In an extraordinary move to highlight anti-Black racism within law enforcement, four York Regional Police officers appeared at a public police board meeting on Wednesday to tell deeply personal stories of racial discrimination on the job and detail how it has impaired their health and career prospects.
The officers have decades of combined policing experience, and all identify as Black. They said they decided to bring their concerns to the board after failing to secure meetings with police brass.
“We just wanted an audience to see if there was some way to move forward and were told ‘no way,’” said one of the officers, Constable Dameian Muirhead. “We were left with no option but go to the board. And I have to give them gratitude for hearing us out.”
By Zoom, Constable Muirhead told the board that policing was his dream job until a racially charged incident in 2011. “A member of the public suggested that I should be lynched,” he said. “Even though I was hurt and disgusted by their behaviour, I remained professional and did my job. The real hurt came when York Regional Police sided with the person who made fun of my skin colour.”
Days later, he arrested one of the people involved in the racist exchange for a different incident. When that person made a complaint of unlawful arrest, York investigators charged Constable Muirhead with neglect of duty and discreditable conduct. Constable Muirhead countered with a lawsuit. The charges were dropped.
“They never attempted to resolve the issue,” he said. “They never took a serious look at institutional racism at the institution.”
More recently, he said, he has been passed over for promotions that went to white officers with far less experience. He said he’s currently on leave for post-traumatic stress related to his treatment over the past decade.
“I’m requesting this board do an independent audit of York Regional Police brutality and anti-Black racism,” he said.
Detective Constable Neil Dixon said his first experience with racism in law enforcement came when a police academy coach told him he wasn’t good enough to be a police officer because of his Jamaican accent.
He’s been on long-term disability since 2018, when, he said, two white officers detained him while he was undercover. When he identified himself as a fellow York officer and showed his badge, he said, the officers refused to believe him. “Despite all this effort, I was still not believed to be a police officer because of my Blackness, which led to a situation where I felt I was going to be killed by my own police service.”
A special constable, Vernley France, said he once overheard a supervisor telling an offender that “Black people are slow and mostly criminals.” Another supervisor uttered a racial slur demeaning Black people in his presence.
The fourth officer, who has been a constable with the service for 10 years, declined through his lawyer to provide his full name to The Globe and Mail. At the meeting, he chalked up lost career opportunities and health issues to systemic racism and anti-Black racism at work.

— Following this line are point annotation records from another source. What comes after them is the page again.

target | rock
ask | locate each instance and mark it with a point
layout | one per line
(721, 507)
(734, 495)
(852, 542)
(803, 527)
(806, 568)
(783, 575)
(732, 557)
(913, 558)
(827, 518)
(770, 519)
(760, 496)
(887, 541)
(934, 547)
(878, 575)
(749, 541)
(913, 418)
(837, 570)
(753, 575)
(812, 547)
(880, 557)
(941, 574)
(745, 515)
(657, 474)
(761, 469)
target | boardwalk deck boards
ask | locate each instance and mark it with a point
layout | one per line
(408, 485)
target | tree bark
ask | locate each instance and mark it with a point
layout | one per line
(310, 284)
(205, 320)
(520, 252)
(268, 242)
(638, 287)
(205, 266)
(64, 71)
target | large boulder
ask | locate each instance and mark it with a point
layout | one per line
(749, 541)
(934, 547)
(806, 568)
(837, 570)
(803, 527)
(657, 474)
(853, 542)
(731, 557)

“I can say that systemic racism, anti-Black discrimination and racial discrimination are very well present in the York Regional Police,” he said.
After the officers’ statements, Chief Jim MacSween thanked the men and said he wanted to work with them on their concerns. The force, he noted, has recently adopted an internal inclusivity strategy and given anti-racism training to all officers. “We won’t cease in our efforts to ensure this workplace is free of the racism, discrimination and systemic bias wherever it finds itself,” he said. “And I want to thank you all once again today for coming forward. And for sharing your stories. I know that was difficult, but I do appreciate it very much.”

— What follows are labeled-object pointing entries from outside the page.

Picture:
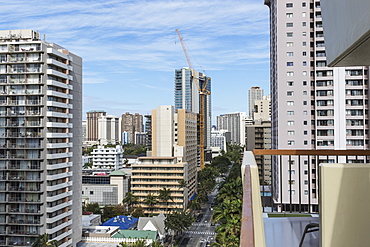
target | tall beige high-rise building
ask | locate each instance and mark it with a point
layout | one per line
(92, 126)
(313, 106)
(255, 93)
(173, 159)
(41, 138)
(132, 123)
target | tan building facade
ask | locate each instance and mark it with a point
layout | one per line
(92, 118)
(174, 158)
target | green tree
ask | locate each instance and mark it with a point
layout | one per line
(88, 165)
(150, 201)
(138, 212)
(123, 244)
(165, 196)
(139, 243)
(156, 244)
(43, 241)
(130, 200)
(92, 207)
(178, 221)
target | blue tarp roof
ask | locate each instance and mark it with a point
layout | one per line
(124, 222)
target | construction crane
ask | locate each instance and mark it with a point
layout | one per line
(202, 90)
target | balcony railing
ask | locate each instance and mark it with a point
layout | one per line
(337, 183)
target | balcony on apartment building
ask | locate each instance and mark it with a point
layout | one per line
(332, 210)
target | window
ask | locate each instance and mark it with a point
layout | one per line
(290, 142)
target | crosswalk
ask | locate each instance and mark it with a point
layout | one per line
(200, 233)
(201, 224)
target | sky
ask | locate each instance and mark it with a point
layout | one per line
(130, 49)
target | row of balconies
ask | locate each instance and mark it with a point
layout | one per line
(20, 91)
(22, 178)
(20, 81)
(11, 113)
(20, 102)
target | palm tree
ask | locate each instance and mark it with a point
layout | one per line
(123, 244)
(165, 195)
(156, 244)
(183, 184)
(150, 201)
(139, 243)
(130, 200)
(43, 241)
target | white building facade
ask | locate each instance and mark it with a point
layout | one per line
(235, 124)
(313, 106)
(109, 130)
(107, 159)
(41, 140)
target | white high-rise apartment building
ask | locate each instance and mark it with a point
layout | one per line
(255, 93)
(109, 130)
(235, 124)
(40, 139)
(107, 159)
(313, 106)
(187, 96)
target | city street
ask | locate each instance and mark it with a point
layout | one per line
(201, 233)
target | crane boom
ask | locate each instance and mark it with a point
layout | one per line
(184, 49)
(202, 102)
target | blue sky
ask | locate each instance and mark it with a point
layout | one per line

One retired Toronto police superintendent watching the proceedings online said the chief’s sentiments didn’t go far enough. “I don’t want to be a negative messenger, but it pained me to hear the officers’ accounts and further to hear the platitudes from the chief,” said David McLeod, who worked on anti-racism initiatives for much of his 35-year policing career.
In 2003, Mr. McLeod was among a group of senior officers who polled fellow Black officers on life within the force and submitted a report to chief Julian Fantino highlighting the use of racial profiling.

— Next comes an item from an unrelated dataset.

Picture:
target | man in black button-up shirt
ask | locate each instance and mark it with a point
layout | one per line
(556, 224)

“What these officers did is extremely courageous,” he said. “By the time an officer gets to the point where they feel the need to expose things so publicly, it’s the result of intense frustration over trying to bring it to the attention of supervisors, commanders, chiefs, without success.”
Former Toronto police board member Hamlin Grange said he’s never seen an officer appear before a police board in such circumstances, but said it aligns with emerging attitudes in organizations across the board. “When I talk to racialized employees, they are standing up and speaking loudly and clearly about their experiences,” said Mr. Grange, a diversity consultant. “What these officers are talking about is a reality for a lot of Black officers across the country every day in this country. The question is, are these organizations prepared to do something about it.”